Don’t get my story twisted. I’m not telling you this to brag about my relationship with God or to prove I’m a “better” Christian than you are. I’m sharing this story because I am starting to understand how God is using me and my life. I may only understand one grain of sand on this beach, but I am learning. I am nothing without my God. It’s been 9 (8.5) months and I can’t even describe how much I’ve learned about myself and my God through this journey. I am sharing this story hoping something sticks out and hoping there is some sort of take-away that you can take away.
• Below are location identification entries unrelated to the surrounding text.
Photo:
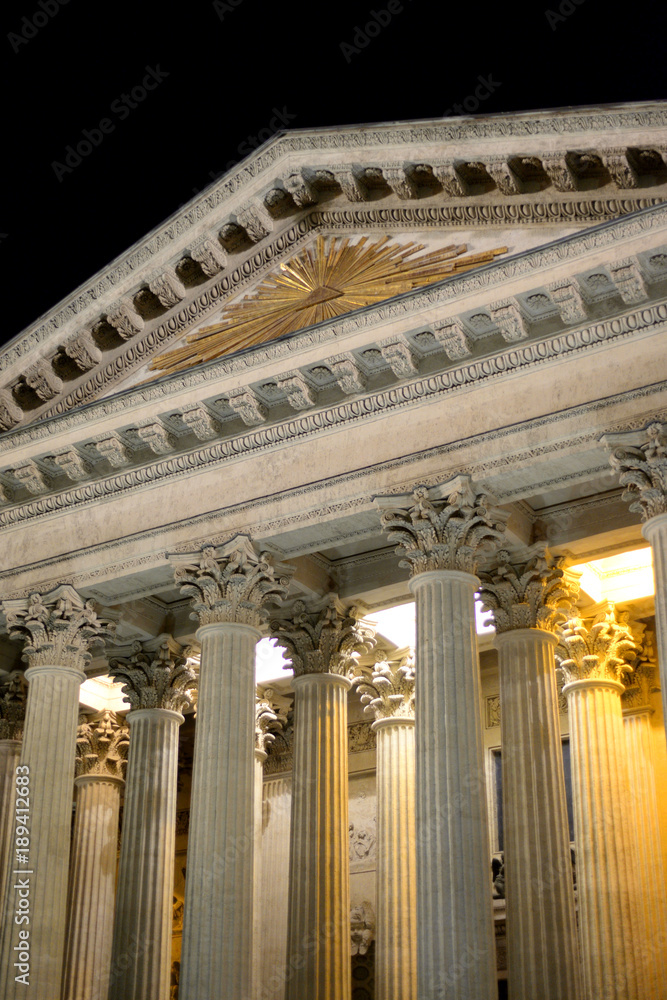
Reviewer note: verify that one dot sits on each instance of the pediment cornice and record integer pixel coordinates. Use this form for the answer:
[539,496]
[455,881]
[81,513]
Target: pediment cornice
[576,166]
[597,288]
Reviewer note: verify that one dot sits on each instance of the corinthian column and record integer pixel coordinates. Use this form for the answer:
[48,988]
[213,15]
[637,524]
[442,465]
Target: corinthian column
[320,640]
[229,584]
[58,629]
[389,696]
[101,752]
[640,457]
[159,685]
[12,718]
[637,712]
[525,601]
[440,532]
[593,661]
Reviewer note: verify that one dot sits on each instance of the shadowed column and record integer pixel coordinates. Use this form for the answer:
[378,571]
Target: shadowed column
[159,685]
[58,628]
[229,585]
[440,532]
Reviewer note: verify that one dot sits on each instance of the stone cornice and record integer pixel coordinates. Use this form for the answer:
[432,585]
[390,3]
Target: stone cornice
[604,152]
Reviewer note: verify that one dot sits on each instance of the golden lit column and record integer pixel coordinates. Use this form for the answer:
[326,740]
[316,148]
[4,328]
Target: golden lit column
[321,639]
[440,532]
[229,585]
[640,458]
[525,601]
[12,720]
[637,712]
[265,720]
[101,752]
[592,658]
[390,696]
[159,685]
[58,629]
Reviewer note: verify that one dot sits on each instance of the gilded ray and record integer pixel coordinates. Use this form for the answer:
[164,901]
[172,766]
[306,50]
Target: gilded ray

Through my spring quarter, my relationship still continued to improve with God. Academically, I’ve been doing the same every quarter. School is still tough. My grades are barely hanging in there. I apply to my major in less than a month and personally, I don’t think my grades are good enough to get in, but I could also be wrong. Although I am still struggling academically, I am growing so much, spiritually. I don’t have my grades back for this quarter so there is a possibility that I might still fail, but I’m oddly content with that thought (most nights).
Allow me to tell you this short story. As I was walking back from my physics final and knowing it went terribly, I was content with knowing it went bad. I talked to God on the way back and it was pretty emotional. This is the summarized version of that prayer:
My God, thank you for all who You are, all that You’ve done and all that You do even though I don’t deserve it whatsoever. You have unlimited power. You know my future and what’s best for me and You love me unconditionally. My God, that physics final was brutal and I might end up failing the class, but all things work for good. Even if I fail, even through that pain, it was in Your plan. I am content, in this moment, knowing I might fail if it means someone else gets to pass. I am content knowing I could fail because You know what’s best for my future. I am content because I am not defined by my grades.
That my friend, made me tear up, knowing that I’ve changed so much spiritually through this school year. It’s beautiful to see this change. People I walked by probably saw my teary eyes and thought I failed. They aren’t wrong, I might fail, but I was teary-eyed knowing that even if I fail, that doesn’t change God’s plan and His everlasting love for me.
So, to bring this home and to wrap this up, I’ve learned a lot this year. I promise you I am not always content with God’s plan even though I want to be. I continue to stress and worry about my future. I continue to get angry and sad when my plan doesn’t match up with His plan, but I am learning. There’s still more than enough to work on, but I am learning and growing. I’m young and only 19, but I am grateful that my God will continue to teach me, shape me, fix me and help me for the rest of my life.
My life is not about me. This isn’t a story or even a blog that’s about me growing in my faith and suddenly getting everything I want. My life is about others. My life is about what I can do for others as God shapes me into the disciple He wants me to be.
Rejoice in hope, be patient in tribulation, be constant in prayer.